By Aaron Calvin
COLUMNIST
“Transatlanticism,” Death Cab For Cutie’s fourth studio album, turned 10 this year. It’s not their best album – that’s “We Have The Facts And We’re Voting Yes” – and it’s not their most commercially popular, – that’s “Plans.” – but it may be the most important song in the band’s discography.
“Transatlanticism” is pervasive across all different platforms of media and firmly lodged within the minds of countless kids moping throughout America. I was among them.
The iconic black crow, tangled in red string hit shelves in Oct. 7, 2003, but I didn’t find it until 2006, the fall of my freshman year of high school. Albums like this hit you at a pivotal moment and they stick. As you grow and change, its meaning changes with you – to a point.
My relationship with this album can be traced through how I related to the title track over the years. The song, “Transatlanticism,” is the longest song on the album. Piano chords accompany Ben Gibbard’s plaintive desire to travel just by folding a map. This swells into the chant of “I need you so much closer,” which builds up to the final pleas of “So come on.” At the time, it seemed earth-shattering, a state more intimate and desperate than anything I’d heard before.
The first time I heard “Transatlanticism,” was also the first time I fell in love. I would listen to the song and look out my bedroom window, feeling the kind of distance from my girlfriend that only dumb teens without a driver’s license feel.
A few years later, I was with someone else who was a year older than me.

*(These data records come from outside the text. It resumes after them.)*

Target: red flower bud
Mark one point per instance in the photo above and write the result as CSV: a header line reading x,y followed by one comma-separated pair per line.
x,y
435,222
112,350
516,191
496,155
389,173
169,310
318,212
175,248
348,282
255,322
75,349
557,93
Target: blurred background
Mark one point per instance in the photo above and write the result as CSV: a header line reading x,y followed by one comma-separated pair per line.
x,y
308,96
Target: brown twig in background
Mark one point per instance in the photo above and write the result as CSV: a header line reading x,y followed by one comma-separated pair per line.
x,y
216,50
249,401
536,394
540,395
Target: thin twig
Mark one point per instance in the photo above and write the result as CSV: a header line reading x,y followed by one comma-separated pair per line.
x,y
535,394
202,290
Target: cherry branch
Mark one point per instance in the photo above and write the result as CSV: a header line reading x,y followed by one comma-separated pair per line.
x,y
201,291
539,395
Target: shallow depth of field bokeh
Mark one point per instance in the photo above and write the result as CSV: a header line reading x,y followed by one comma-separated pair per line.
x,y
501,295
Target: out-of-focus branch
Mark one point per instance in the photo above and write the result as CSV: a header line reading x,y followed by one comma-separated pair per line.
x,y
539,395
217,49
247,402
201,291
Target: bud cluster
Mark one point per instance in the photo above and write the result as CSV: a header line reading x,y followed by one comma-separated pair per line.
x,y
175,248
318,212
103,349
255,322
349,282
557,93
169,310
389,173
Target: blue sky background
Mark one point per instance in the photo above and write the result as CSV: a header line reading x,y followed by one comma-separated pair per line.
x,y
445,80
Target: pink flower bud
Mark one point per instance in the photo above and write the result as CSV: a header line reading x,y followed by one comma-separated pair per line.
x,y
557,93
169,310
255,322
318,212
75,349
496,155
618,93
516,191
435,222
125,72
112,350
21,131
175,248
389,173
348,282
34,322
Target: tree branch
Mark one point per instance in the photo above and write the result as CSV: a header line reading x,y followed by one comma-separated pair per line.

When she went to college a thousand miles away, the song matched my own restless feeling of being too far away. That relationship burned out and I moved away from the state I had lived in my entire life. I would let it play when the song came on shuffle as I sat in my dorm room and I thought about the people I used to see, the roads I used to drive every day.
A few years later, I returned to my home state for a festival headlined by Death Cab For Cutie. When the sun set on one of the hottest days of that summer, I heard “Transatlanticism” live for the first time and it didn’t hit me that hard. There was no moment. I was leaving the song behind.
A lot of reactions to the tenth anniversary of this album are nostalgic. It’s one of those milestones that prompts people to say “Wow, it was that long ago,” and “We’re so old now.” But to me, it serves as a reminder that the music that strikes you when you’re 15 is not going to mean the same thing at 21. As you grow and change, so do the things that mean the most to you. And that’s how it should be.